An enduring dream of many touring motorcyclists is to ride their mount from coast to coast. Riding thousands of miles through varying temperatures and terrain is not your typical Saturday morning breakfast ride, but doing so will engender lasting memories, stories, and a great sense of accomplishment.
If you’re serious about traveling from “sea to shining sea,” here are some things to think about:
Set Priorities Brainstorm about, and write down, the potential goals of the trip: places you want to see, roads you want to ride, and/or people to visit along the way. Prioritize them and plot the higher priority items on a map. This will establish a framework.
Allocate Adequate Time Expect to spend two to three weeks for a one-way coast-to-coast trip. To have the most fulfilling experience, it’s often best to take those “roads less traveled,” which will require more time. Building in a couple rest days is a good idea, too.

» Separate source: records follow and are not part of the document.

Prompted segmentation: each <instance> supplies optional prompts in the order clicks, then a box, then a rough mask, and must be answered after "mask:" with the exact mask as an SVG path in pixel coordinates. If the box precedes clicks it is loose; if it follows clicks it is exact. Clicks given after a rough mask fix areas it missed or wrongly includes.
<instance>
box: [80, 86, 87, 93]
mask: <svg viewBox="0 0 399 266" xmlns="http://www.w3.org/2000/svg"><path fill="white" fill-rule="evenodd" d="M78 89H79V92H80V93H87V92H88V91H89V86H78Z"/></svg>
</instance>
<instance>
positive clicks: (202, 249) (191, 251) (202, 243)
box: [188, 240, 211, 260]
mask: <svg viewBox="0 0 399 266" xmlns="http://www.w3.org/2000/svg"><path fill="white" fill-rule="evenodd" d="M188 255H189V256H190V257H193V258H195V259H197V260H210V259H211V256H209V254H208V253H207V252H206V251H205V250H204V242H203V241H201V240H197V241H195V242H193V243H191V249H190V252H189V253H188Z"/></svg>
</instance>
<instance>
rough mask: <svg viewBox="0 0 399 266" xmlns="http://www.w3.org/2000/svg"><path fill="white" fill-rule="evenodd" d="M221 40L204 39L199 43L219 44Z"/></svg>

After several weeks on the road, the prospect of riding another 3,500 to 4,000-plus miles may be unappealing and the time unavailable. If so, arrange in advance for your bike to be shipped home.
Plan the Route
Establishing a route will largely be determined by your highest priority goals. While some riders prefer to have every accommodation reserved in advance, others want spontaneity. If you like to wing it, consider starting each day early and quitting around 3 – 4 p.m. before hotels are fully booked, especially during the height of tourist season.
Prepare for the Ride
We strongly recommend that the ride be taken with at least one other person, but no more than two to three. Carry a few tools and any spare parts that might be needed in case of a breakdown. If new tires, an oil change, or some other service will be required during the trip, arrange for this in advance with a dealer along the route. Some areas will not have cell coverage. A portable CB radio, for contacting others in an emergency, can be useful.
When it comes to packing, take only what you need and nothing more! Do laundry on your rest days. If you’re traveling two up with a significant other, provide them with the bag liner, tankbag, etc., so they know how much room they have.
Manage the Ride
In spring or summer, severe storms can occur as if out of nowhere, leaving you with no place to take shelter. Stay apprised of forecasts and changing weather conditions, communicate frequently with your group, and be flexible with the itinerary. If you’re traveling alone, let someone back home know where you will be riding each day and then check in with them at day’s end.
Last but not least, document your experiences with photos and entries in a journal. This effort will pay many dividends after the trip. There’s nothing better than photos—or video—and a written narrative to help relive the experience over and over again.